Others are pursuing a far more radical approach. Soon after the State of the Union speech, Patrinos left the DOE to become president of Synthetic Genomics, a startup in Rockville, MD, founded by Craig Venter, the iconoclastic biologist who led the private effort to decode the human genome. Synthetic Genomics is in hot pursuit of a bacterium "that will do everything," as Venter puts it. With funding from Synthetic Genomics, scientists at the J. Craig Venter Institute are adding and subtracting genes from natural organisms using the recombinant techniques employed by other microbial engineers. In the long run, however, Venter is counting on an approach more in keeping with his reputation as a trailblazer. Rather than modify existing organisms to produce ethanol and other potential biofuels, he wants to build new ones.

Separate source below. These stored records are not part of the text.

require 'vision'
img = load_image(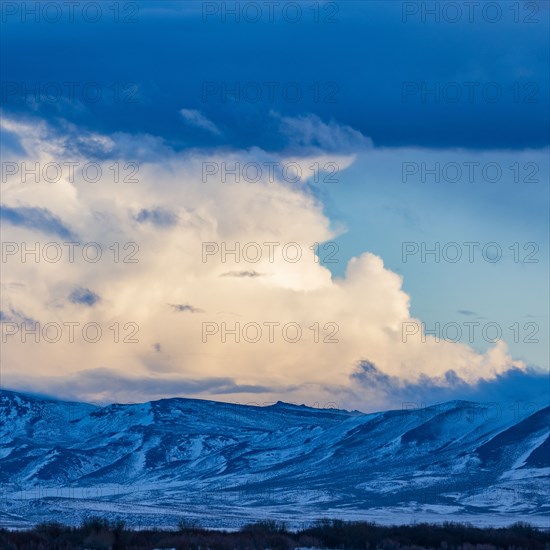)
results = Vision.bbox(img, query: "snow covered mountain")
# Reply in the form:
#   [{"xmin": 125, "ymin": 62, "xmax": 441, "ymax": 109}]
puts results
[{"xmin": 0, "ymin": 390, "xmax": 550, "ymax": 527}]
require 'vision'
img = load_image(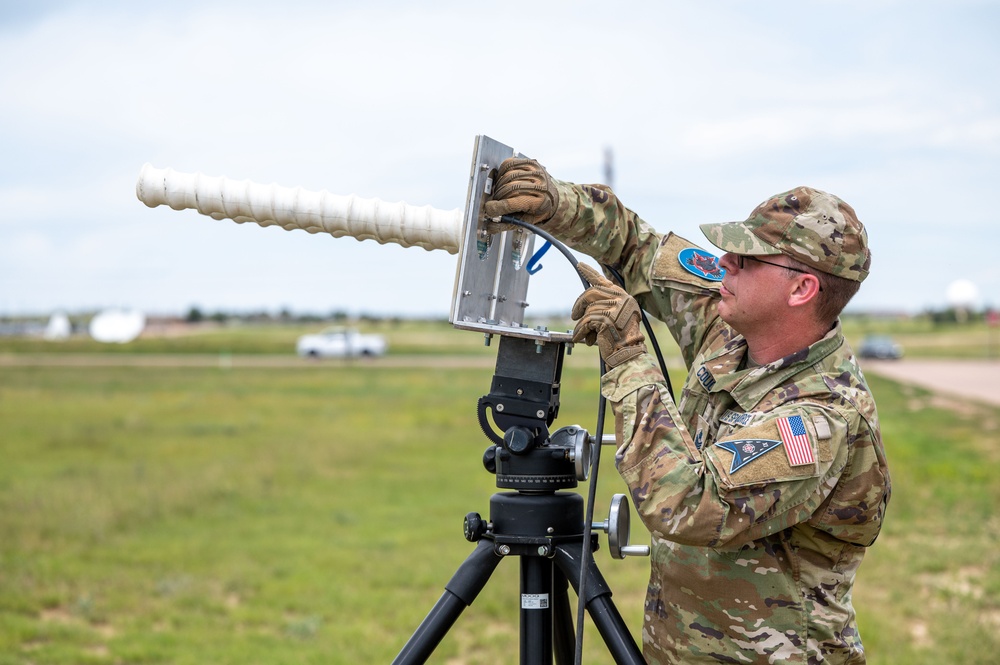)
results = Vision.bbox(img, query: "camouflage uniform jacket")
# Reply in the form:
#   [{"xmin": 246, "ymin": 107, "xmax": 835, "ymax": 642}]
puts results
[{"xmin": 544, "ymin": 181, "xmax": 889, "ymax": 663}]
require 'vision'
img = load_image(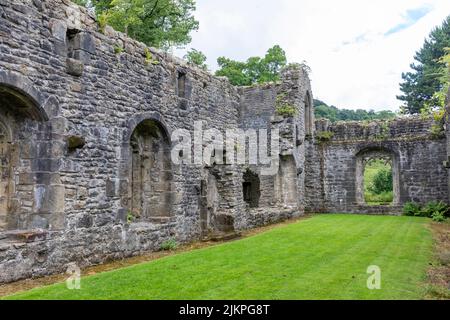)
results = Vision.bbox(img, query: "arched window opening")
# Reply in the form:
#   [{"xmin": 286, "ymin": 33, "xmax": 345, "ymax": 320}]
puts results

Natural selection, argues Venter, does not design life forms to efficiently perform the multitudinous functions their genes encode, much less to carry out a dedicated task like ethanol production. Consequently, a huge amount of effort and expense goes toward figuring out how to shut down complex, often redundant genetic pathways that billions of years of evolution have etched into organisms. Why not start with a genome that has only the minimal number of genes needed to sustain life and add to it what you need? "With a synthetic cell, you only have the pathways in there that you want to be in there," he says.
When you consider that biomass derived liquid fuels stand to replace a significant amount of oil-based fuels, you can begin to understand the type of money that is at stake. It is not inconceivable that in the future a biomass entrepreneur might easily have a higher personal worth than Bill Gates. That is not as much as future outer space entrepreneurs will be worth, but that will be then, this is now.